« LA FURIE DU DÉSIR » (encore un titre français tout ce qu'il y a de sobre !) a une bien meilleure réputation en Europe qu’aux U.S.A. où il est considéré comme un mélo à la limite du ridicule. La vérité se situe probablement entre les deux tendances. L’ombre de Faulkner et Tennessee Williams flotte au-dessus de ce film qui se veut érotique et social à la fois. Mais King Vidor a fait de drôles de choix de casting, qui gâchent trop souvent de bonnes intentions.
Ainsi, Jennifer Jones a-t-elle un rôle magnifique de sauvageonne sexy et indomptable, qui se transforme en nouvelle-riche revancharde. Mais son jeu outrancier, fait de grimaces et de poses caricaturales ne rend guère justice à Ruby Gentry. Face à elle, Charlton Heston n’est pas beaucoup mieux casté. Censé être un individu ambitieux et sensuel, véritable objet de désir, contrôlé par ses passions, il campe son personnage avec sa raideur et sa théâtralité habituelles, là où un jeune Paul Newman aurait été beaucoup plus à sa place. Les deux comédiens ne génèrent aucune alchimie à l’écran et leurs scènes passionnelles sombrent souvent dans le grotesque et l’excessif. Seul Karl Malden fait une belle prestation dans le rôle du mari riche, mais rejeté par l’aristocratie locale à cause de ses origines prolétaires. Pas un contremploi pour l’acteur qui a beaucoup joué les cocus et les laissés-pour-compte, mais il excellait vraiment dans ce genre de personnage ingrat et pathétique.

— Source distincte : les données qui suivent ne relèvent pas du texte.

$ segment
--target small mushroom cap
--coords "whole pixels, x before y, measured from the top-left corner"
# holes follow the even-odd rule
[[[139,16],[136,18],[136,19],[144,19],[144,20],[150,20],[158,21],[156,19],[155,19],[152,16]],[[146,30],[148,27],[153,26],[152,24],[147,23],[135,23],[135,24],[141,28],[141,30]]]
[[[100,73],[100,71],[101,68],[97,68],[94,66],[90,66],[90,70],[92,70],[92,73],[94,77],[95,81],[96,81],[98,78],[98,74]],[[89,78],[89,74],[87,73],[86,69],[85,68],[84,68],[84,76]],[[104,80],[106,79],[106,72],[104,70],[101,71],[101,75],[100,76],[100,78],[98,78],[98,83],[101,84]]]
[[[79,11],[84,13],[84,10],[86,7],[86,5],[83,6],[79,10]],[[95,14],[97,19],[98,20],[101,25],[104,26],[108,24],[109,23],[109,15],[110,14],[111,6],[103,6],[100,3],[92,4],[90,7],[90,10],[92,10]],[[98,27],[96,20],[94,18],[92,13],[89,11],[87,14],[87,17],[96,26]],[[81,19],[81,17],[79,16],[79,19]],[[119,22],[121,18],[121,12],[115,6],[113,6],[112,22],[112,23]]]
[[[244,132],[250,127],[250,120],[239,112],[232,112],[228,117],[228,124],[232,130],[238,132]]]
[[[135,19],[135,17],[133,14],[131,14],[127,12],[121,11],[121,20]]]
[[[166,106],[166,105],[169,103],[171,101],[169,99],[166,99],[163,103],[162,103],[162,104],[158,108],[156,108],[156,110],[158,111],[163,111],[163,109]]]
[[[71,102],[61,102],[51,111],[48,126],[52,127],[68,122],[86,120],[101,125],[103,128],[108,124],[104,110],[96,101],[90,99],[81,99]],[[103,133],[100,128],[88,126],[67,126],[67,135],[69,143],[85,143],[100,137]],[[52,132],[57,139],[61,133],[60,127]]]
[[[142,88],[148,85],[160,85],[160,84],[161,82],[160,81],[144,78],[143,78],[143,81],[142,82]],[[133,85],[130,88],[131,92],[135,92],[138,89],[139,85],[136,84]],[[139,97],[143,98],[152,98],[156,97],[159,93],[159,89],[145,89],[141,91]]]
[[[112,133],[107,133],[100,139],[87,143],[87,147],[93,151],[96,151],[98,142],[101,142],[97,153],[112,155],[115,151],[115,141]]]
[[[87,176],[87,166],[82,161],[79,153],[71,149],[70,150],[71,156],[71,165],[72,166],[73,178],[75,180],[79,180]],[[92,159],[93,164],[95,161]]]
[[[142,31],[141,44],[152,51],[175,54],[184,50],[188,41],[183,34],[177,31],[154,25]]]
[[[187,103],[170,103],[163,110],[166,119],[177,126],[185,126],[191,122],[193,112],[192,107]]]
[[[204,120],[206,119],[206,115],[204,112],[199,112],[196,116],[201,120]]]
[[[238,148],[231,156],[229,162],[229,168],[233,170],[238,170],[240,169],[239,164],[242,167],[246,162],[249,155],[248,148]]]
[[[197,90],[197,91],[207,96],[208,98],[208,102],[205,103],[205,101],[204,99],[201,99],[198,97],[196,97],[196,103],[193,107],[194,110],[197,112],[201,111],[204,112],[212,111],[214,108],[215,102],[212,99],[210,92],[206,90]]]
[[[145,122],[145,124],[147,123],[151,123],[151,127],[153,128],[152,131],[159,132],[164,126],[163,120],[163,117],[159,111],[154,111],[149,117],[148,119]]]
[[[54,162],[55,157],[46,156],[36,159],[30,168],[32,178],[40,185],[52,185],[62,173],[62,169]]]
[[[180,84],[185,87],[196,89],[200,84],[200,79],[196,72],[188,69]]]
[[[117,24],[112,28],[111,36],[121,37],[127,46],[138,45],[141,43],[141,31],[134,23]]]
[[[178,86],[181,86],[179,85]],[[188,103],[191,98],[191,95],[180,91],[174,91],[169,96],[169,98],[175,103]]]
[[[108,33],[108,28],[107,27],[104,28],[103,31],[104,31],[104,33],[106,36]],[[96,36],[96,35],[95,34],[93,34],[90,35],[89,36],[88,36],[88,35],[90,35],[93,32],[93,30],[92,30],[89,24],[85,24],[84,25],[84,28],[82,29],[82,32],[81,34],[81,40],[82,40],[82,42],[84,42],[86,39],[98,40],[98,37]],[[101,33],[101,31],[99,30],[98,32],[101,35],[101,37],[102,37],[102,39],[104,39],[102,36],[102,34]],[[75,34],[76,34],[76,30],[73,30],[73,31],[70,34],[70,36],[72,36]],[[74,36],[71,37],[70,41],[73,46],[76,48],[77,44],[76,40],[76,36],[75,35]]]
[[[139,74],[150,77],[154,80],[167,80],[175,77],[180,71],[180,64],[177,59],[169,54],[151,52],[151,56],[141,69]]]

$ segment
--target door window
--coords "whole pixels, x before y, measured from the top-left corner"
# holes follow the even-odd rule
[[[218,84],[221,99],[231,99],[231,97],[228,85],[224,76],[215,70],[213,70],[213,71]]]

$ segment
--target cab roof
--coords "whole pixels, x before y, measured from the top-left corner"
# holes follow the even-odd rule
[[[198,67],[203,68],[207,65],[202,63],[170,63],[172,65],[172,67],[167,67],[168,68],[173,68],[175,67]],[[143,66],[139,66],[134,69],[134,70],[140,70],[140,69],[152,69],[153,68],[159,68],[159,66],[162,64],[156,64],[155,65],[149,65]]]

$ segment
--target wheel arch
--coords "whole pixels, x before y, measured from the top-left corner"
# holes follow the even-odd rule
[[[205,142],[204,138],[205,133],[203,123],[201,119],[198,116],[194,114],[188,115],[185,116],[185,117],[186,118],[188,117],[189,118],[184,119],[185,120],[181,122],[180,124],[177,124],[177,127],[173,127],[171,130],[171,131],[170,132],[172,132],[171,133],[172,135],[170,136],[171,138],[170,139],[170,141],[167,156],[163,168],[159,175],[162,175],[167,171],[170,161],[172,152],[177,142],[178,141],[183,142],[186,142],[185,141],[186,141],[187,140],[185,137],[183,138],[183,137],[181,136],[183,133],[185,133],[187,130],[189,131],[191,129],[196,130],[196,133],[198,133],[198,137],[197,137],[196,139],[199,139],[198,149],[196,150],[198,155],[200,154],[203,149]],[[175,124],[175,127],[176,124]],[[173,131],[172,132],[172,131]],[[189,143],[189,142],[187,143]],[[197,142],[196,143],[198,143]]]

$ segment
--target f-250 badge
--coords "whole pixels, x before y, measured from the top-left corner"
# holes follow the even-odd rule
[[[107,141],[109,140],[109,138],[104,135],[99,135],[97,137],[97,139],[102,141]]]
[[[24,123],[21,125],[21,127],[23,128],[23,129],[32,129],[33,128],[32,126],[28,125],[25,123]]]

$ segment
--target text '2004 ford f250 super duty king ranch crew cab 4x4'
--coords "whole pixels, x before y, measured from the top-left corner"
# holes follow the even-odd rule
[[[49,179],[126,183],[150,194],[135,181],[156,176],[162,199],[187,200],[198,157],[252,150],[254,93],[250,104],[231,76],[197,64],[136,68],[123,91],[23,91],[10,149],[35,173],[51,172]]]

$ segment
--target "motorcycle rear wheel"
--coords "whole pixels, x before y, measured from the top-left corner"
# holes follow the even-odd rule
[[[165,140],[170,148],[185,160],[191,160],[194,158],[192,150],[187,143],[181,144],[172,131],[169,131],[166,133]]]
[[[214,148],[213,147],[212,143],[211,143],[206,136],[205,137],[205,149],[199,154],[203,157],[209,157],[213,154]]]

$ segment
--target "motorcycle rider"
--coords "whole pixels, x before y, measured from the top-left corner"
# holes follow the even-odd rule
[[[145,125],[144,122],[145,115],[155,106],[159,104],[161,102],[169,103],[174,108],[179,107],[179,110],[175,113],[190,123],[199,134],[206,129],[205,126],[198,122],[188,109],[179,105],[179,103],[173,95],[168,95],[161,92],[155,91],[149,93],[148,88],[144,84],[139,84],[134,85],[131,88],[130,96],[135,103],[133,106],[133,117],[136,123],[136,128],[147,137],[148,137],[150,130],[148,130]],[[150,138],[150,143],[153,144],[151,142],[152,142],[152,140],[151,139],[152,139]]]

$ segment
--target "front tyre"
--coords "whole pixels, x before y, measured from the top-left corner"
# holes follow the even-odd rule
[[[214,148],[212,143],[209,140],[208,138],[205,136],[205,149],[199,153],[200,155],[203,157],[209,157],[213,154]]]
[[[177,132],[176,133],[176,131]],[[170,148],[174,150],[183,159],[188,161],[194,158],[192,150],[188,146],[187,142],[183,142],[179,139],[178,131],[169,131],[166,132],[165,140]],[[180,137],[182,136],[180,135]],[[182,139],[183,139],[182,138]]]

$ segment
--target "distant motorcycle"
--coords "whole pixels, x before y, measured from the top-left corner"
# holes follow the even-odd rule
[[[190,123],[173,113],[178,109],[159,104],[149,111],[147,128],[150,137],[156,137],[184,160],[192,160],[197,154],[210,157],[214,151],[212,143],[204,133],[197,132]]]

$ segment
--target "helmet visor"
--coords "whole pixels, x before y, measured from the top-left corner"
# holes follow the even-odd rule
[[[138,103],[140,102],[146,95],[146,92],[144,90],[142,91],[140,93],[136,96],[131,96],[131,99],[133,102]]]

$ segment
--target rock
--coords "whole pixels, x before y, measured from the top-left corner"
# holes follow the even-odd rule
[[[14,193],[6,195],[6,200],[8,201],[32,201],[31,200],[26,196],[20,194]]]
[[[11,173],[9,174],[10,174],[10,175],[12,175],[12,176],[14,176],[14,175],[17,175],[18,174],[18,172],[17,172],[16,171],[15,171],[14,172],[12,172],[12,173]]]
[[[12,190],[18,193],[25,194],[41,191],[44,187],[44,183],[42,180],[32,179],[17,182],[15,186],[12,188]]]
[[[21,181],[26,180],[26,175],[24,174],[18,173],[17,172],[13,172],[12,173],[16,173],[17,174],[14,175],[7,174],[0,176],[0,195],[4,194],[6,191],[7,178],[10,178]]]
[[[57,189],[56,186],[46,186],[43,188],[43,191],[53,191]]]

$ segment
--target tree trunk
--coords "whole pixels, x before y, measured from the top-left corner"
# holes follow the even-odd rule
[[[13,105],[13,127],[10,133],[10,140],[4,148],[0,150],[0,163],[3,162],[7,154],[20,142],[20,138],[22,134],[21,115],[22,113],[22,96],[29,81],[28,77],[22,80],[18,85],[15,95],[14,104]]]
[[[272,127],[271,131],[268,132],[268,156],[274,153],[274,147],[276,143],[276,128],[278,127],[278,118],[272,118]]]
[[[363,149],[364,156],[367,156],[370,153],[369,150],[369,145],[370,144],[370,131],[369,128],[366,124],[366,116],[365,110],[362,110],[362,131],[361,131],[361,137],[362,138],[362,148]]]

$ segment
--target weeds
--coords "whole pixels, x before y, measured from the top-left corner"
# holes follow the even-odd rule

Le vrai sujet de « LA FURIE DU DÉSIR », c'est bien cette échelle sociale, ce mur invisible que Ruby ne pourra jamais franchir quoi qu’elle fasse. Et son argent et son pouvoir n’y pourront rien changer. Elle est et restera née « on the wrong side of the tracks » comme le répète plusieurs fois la solennelle voix ‘off’ qui accompagne le film.
Malgré ses nombreux défauts, « LA FURIE DU DÉSIR » vaut d’être vu pour ses décors de marécages en studio, une photo subtile et envoûtante et pour sa fin, une belle poursuite fantasmagorique dans une sorte d'Eden corrompu, qui fait subitement décoller le film vers autre chose.